7. Place the trays on shelf levels 2 and 4 and release the burst of steam after 5 minutes.
8. Set a minute minder for 15 minutes and turn the Crisp function on, continue to bake for a further 25 minutes.
9. Remove from the oven and cool completely before filling.

Macadamia brittle cream

1. Line a baking tray with baking paper or a silicone mat.
2. Combine the nuts, salt and bi-carb soda in a small bowl.
3. Combine the sugar, water and glucose in a saucepan. Place over medium heat, induction setting 6, and bring to the boil. Cook for 8 minutes, or until the caramel turns a light brown colour.
4. Add the butter and stir to combine. Continue to cook over medium heat, induction setting 6, for 8 minutes or until a sugar thermometer reads 150°C. Stir through the nuts.
5. Pour onto the prepared baking tray and allow to cool.
6. Chop or hit with a rolling pin to create brittle crumbs.
7. Whip the cream to form stiff peaks and fold through the brittle crumbs.

Chocolate ganache

1. Place the cream in a small saucepan and bring to the boil on medium-high heat, induction setting 7. Place the chocolate in a bowl, pour hot cream over and whisk in the butter, until the chocolate is fully melted and the mixture is smooth and glossy. Set aside until required.

To serve

1. Dip the buns in the ganache and set aside for the chocolate to set.
2. Halve the buns and fill with the macadamia brittle cream. Sprinkle with extra brittle, if desired.
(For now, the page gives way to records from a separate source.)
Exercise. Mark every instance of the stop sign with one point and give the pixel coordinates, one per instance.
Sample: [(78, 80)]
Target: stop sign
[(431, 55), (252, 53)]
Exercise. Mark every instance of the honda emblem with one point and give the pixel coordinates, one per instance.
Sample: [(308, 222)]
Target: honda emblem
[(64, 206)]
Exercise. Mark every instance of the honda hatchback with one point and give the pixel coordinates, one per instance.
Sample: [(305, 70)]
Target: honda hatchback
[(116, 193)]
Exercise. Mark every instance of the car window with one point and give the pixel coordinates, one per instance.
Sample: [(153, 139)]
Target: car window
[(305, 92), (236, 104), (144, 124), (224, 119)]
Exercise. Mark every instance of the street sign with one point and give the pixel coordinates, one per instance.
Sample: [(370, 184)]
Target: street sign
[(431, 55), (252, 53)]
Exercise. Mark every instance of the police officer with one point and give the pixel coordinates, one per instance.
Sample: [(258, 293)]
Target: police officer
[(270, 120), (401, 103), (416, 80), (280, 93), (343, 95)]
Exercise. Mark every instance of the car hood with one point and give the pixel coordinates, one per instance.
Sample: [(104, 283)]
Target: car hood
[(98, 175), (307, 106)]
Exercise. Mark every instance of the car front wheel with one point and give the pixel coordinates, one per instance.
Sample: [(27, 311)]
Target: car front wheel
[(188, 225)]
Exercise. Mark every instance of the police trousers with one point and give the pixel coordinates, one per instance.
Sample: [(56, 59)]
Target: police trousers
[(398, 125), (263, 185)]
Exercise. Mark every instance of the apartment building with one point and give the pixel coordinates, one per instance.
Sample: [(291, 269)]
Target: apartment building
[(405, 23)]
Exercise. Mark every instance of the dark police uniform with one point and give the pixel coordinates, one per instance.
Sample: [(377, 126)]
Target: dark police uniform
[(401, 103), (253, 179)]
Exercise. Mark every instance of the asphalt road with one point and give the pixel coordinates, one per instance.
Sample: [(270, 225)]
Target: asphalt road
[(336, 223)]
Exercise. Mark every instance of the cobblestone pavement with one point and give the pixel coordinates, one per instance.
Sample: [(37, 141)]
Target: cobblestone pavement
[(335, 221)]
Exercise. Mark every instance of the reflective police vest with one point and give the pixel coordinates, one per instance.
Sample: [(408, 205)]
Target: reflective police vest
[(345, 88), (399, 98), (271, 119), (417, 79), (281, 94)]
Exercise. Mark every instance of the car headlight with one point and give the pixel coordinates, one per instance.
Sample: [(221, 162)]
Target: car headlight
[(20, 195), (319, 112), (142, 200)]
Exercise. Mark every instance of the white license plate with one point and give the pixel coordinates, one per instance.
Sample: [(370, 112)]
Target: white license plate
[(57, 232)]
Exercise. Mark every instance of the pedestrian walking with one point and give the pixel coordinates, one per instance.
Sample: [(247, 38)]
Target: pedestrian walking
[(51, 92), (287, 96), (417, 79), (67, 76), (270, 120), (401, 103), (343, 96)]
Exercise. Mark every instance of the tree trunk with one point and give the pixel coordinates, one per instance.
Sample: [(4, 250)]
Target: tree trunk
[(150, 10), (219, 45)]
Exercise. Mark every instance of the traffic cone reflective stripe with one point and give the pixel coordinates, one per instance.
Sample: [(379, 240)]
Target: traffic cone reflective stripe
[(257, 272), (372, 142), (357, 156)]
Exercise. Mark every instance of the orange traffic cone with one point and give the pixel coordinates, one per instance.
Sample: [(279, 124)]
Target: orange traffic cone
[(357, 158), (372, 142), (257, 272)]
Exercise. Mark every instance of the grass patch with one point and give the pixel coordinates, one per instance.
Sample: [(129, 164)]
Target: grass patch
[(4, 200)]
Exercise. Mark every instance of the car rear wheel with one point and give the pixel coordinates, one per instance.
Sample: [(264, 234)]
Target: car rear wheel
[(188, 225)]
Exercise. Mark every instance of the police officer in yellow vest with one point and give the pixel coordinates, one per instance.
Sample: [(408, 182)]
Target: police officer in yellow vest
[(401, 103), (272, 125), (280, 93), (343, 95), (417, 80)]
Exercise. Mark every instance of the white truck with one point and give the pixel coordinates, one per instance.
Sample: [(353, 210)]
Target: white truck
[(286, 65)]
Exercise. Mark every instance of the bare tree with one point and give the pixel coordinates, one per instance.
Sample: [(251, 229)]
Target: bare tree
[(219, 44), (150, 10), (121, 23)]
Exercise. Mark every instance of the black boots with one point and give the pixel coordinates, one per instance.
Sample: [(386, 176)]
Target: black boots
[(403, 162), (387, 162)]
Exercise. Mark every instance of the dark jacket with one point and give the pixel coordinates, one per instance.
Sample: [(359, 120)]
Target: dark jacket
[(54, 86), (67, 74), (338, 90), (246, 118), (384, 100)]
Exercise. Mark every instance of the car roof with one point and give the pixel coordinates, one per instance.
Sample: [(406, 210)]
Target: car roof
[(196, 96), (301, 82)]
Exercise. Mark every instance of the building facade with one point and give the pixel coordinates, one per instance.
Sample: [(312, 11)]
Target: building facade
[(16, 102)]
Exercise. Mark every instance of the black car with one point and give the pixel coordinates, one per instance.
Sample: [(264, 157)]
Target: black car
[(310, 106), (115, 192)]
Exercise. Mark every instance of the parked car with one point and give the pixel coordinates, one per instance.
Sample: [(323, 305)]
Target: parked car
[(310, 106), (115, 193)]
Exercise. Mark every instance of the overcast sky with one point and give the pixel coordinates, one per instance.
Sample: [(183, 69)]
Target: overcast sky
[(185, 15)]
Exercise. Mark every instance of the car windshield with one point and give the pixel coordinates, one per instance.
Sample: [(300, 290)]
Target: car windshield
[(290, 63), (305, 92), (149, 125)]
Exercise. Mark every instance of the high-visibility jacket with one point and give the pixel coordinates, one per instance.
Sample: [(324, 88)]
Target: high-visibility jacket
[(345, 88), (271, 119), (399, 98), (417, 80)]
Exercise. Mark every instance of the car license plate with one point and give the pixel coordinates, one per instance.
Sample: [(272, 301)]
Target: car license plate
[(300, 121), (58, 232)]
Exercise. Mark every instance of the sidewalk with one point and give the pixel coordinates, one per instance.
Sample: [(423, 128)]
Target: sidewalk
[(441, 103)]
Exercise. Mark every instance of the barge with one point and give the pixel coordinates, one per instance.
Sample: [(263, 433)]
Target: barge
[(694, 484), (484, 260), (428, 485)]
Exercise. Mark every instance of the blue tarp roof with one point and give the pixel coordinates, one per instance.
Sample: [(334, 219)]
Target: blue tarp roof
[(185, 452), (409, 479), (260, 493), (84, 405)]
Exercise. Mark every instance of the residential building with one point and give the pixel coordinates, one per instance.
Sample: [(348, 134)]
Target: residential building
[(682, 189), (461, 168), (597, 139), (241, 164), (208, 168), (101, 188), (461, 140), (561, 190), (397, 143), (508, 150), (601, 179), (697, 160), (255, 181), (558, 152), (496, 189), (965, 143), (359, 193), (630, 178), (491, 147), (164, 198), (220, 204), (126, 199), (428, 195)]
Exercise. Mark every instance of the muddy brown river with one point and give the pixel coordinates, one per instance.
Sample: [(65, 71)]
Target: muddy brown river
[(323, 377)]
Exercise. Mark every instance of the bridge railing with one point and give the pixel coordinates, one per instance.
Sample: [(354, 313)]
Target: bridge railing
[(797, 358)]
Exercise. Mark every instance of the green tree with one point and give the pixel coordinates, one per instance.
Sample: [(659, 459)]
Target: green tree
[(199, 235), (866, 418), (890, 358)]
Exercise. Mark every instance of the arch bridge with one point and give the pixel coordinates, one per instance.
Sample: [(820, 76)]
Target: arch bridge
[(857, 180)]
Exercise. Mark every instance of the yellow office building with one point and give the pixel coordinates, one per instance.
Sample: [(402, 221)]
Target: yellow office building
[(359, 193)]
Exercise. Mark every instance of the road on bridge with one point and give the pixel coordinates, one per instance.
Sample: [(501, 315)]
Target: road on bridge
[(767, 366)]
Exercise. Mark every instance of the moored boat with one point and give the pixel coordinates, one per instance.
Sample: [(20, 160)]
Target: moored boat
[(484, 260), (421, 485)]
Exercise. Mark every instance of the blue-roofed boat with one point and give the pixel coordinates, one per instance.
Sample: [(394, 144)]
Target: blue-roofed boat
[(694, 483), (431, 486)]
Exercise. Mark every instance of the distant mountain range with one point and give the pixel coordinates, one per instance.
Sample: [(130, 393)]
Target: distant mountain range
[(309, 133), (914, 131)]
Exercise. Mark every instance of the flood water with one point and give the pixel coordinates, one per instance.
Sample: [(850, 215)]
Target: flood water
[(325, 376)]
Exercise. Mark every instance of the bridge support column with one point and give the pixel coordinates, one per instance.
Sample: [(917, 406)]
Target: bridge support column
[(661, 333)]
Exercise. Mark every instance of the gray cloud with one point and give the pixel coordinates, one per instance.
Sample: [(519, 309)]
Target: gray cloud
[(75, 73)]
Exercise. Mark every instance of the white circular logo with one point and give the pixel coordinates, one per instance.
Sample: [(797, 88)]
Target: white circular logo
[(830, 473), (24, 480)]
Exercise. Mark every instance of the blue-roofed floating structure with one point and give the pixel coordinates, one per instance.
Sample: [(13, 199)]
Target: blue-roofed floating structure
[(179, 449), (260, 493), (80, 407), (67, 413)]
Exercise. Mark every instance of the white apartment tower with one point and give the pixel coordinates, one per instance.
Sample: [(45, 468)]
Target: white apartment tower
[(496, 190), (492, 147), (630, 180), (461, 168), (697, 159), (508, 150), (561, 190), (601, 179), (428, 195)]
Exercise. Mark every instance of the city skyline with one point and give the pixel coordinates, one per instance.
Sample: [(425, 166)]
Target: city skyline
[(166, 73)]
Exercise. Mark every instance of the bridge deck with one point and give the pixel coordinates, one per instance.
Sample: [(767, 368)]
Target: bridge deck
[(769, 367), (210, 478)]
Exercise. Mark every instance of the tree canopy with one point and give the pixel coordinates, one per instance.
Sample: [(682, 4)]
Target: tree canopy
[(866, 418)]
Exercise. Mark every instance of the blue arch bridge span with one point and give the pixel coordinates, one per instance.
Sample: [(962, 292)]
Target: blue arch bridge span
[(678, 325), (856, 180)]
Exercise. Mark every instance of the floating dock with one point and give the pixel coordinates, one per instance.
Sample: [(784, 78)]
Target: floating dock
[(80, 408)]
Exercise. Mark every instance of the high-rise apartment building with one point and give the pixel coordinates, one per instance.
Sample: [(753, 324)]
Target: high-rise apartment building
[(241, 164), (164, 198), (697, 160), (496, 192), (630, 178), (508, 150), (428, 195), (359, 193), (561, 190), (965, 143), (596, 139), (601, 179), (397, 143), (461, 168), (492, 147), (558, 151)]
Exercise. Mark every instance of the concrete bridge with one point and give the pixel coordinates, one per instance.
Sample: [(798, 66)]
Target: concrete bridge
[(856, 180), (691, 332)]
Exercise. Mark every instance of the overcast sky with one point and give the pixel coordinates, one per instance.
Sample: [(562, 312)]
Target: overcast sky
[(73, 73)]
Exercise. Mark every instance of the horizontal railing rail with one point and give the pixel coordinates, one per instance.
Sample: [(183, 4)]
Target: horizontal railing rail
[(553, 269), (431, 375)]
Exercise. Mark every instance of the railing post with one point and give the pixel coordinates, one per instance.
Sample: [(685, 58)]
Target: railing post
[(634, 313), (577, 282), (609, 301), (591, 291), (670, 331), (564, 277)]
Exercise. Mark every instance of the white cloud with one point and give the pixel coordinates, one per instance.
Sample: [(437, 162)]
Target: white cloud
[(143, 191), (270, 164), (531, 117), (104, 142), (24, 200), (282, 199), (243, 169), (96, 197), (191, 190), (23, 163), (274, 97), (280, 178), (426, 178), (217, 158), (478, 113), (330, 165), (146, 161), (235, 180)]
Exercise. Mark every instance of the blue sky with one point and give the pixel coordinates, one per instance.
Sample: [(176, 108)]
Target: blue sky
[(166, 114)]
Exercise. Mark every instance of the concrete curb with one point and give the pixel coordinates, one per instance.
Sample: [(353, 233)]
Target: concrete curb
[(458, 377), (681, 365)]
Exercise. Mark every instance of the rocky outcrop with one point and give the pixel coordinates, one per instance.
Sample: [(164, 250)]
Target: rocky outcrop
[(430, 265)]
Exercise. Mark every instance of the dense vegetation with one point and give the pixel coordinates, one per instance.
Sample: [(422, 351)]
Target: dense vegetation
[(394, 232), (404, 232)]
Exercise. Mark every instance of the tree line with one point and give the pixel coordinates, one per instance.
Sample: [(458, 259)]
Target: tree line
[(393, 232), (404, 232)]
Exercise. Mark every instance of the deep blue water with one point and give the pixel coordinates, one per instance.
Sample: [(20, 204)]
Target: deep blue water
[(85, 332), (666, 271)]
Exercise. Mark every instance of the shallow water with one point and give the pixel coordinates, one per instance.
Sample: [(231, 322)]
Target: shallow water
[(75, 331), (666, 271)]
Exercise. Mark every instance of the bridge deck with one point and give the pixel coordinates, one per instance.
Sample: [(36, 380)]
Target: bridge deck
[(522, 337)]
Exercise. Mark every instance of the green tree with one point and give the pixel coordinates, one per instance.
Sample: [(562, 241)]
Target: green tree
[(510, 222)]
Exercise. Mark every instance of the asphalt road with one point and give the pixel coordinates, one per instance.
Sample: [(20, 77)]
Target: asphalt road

Alternative appliance functions

Dialog oven

  • Place the choux buns on shelf level 2 in the Dialog oven and start the Automatic programme found under Cookies / Muffins / Choux buns.
  • Alternatively place the buns into the oven on M Chef + Fan Plus at 190°C + GU: Strong Intensity + Preheat OFF + Crisp function ON. Cook for 33 minutes or until golden.


Combi steam pro oven

  • Place the choux on shelf level 2 in the oven and start the Automatic programme found under Cookies / Muffins / Choux buns.
  • Alternatively place the buns on shelf level 2 in the oven on Combi mode: Fan Plus at 185°C + 0% moisture. Bake for 35-50 minutes.

Hints and tips

• Choux pastry can be frozen unbaked.
• Baked éclairs and choux pastry buns can be frozen fully cooked. Just thaw and refresh in the oven for 5 minutes, then cool and fill as required.